Re: A Few More Questions
One of my arranger friends uses Finale (despite my recommendation that he buy Sibelius!), and I know he had a bitch of a time doing the MIDI set up. What's more, he found that the latency was way too high to allow him to play live anyway!
I use Sibelius, and since I'm not a great keyboardist, I actually find it faster to input notes by hand. Once you've got the key strokes down, it's really easy (and apparently also in Finale: another composer friend of mine uses manual input even though he's an accomplished pianist).
I've done three piece horn section arrangements in Sibelius and had them printed out before our rhythm section is ready to bash out new arrangements with horns on new tracks.

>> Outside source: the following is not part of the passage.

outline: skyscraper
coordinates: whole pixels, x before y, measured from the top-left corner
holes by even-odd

But, I guess if you want to do it by inputting notes, Finale should be able to handle it for you. I'm sorry I don't have any other answers for you. If you are inputting everything with a keyboard though, you might consider putting your parts in in Cubase. Cubase will give you a much more friendly graphic representation of what you're doing, even if the actual notation side is not as comprehensive. You can export from Cubase to Finale if you want to check the integrity of your parts, although I'd go with whatever sounds right, is right and forget Finale altogether.
I only use notation software where I need to print out parts and give them to real musicians (maybe you're the same). With samples and synths, too much tweaking needs to be done with controllers to get stuff to sound authentic to bother with notation software for this task.
I'm not saying you're wrong to consider using Finale for your input, but just that its not the only way.